In the years that followed, as state lawmakers created new tools for local governments to motivate development, they sought to add more public participation into the process, experts said, to avoid some of the concerns that had been raised about the agencies.
Under redevelopment agencies, Sahota said, “the public was somewhat disconnected… And these are really technical tools.”
One law, which had some of the old tools of redevelopment agencies, created additional means of transparency, including a protest process. And as the law evolved for the type of taxing district used in the Railyards — an enhanced infrastructure financing district — those provisions were adopted into it, too, said Dan Carrigg, a consultant for the California Association for Local Economic Development.
“They are still a relatively new creature,” said Chris Micheli, a longtime lobbyist and adjunct professor at the University of the Pacific’s McGeorge School of Law.
As Sacramento and other municipalities test the process, Micheli said, it’s possible that local governments will go back to the legislature and ask for new language. For instance, it took the city nearly three weeks to finalize the protest count and confirm the addresses of those who submitted protests. In the meantime, Sacramento was hit with a lawsuit claiming the delay violated the law. So policymakers, Micheli said, might consider building in more time for cities to assemble lists of residents in a proposed special taxing district.
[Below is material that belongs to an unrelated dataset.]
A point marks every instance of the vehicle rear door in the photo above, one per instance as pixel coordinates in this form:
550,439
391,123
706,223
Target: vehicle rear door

Experts said they believe the Railyards episode marked the first time a group has used the protest process in the law. And if the formal protests had amounted to between 25% and 50% of the Railyards residents, rather than a majority, the city would have had to organize a special election for the district’s residents and property owners to vote on the issue.
“I almost never want to be first in anything,” said Councilmember Phil Pluckebaum, whose district includes the Railyards, and who sits on the committee overseeing the special taxing district. “I definitely did not want to spend the next several years establishing new case laws… I still am unclear what the rules are for establishing residency and holding an election.”
Former Sacramento Mayor Darrell Steinberg, who left office in December after leading the effort to put an agreement together for the project, said the protest mechanism wasn’t discussed during his time working on the deal.
It’s important to give the public a voice on such matters, he said. But he believed the language was intended to protect residents in existing neighborhoods, where new development might risk pricing people out, rather than largely undeveloped areas like the Railyards.
Still, an earlier, smaller version of the special taxing district remains intact. It includes the land where Sacramento Republic FC and its owners — the Wilton Rancheria tribe — plan to build a 12,000-seat soccer stadium. And the city will find a way through or around the special district expansion, he said.
A delay, he said, is “not what everybody would prefer.” But the project will move forward.
“This is a blip,” Steinberg said. “It doesn’t change the fundamentals.”